Masking data with data protection rules (Watson Knowledge Catalog)
Data masking helps you protect sensitive data, such as personally identifiable information or restricted business data to avoid the risk of compromising confidential information. It is defined in data policy rules that are enforced for an asset. Depending on the method of data masking, data is redacted, substituted, or obfuscated with retained formatting in the asset preview.
The lock icon (
) in the column header of the asset on the Overview tab indicates that this data column contains masked data.
The schema information always reflects the total number of columns that are contained in the original asset.
Note: Asset owners can view any data within the asset even if data is masked. See Previews.
However, for virtual data, the behavior is slightly different based on the data field definition. See Masking virtual data.
When creating rules, you first define conditions in the rule builder and then decide whether to deny access to the asset or mask data according to policies.
To mask data in assets:
- Complete the conditions and select the attributes that you want to process.
- Select the action Mask data.
- In columns containing: Select the data class groups or individual data classes.
By default, this field contains the attributes that you selected when defining the condition. You can now remove or add more data classes.
- Select the method to mask data:
- Redact data values in asset columns.
This method replaces each data value with a string of exactly ten letters of X to remove information that is, for example, identifying or otherwise sensitive. With redacted data, neither the format of the data nor referential integrity is retained. - Substitute data values in asset columns.
This method replaces data with values that don’t match the original format. It preserves referential integrity (RI) to ensure that table relationships are consistent.
If a value is used several times in a column with substituted data, Substitute uses the same substitution value for identical data values.
For example, if a column contains the email addressuserA@example.comseveral times, each finding is replaced by the same substitution value, such as:500ddcc98133703531re3456. - Obfuscate data values in asset columns that contain data classes with the following types of information, such as:
- Personal information, for example, basic attributes of an individual, such as gender, honorofic and name suffix.
- Contact details, for example, email addresses, phone numbers, state, postal addresses, latitude, or longitude.
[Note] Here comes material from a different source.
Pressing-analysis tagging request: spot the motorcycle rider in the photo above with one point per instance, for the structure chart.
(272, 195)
- Financial accounts, for example, credit cards, banking, or other financial account numbers.
- Government identities, for example, personal identification numbers issued by governments, such as SSN (US social security numbers) and CCN (credit card numbers).
- Personal demographic information, for example, religion, ethnicity, eye color, hair color, marital status, hobbies, or employee status.
- Connectivity data, for example, IP address or mac address.
This method replaces the data values with similarly formatted values that match the original format. For identical data values, the same replacement value is used. For example, identical phone numbers might always be obfuscated with the replacement value 510-987-6543. If the data element cannot be obfuscated, the fallback is “substitute”.
- Redact data values in asset columns.
- Click Create.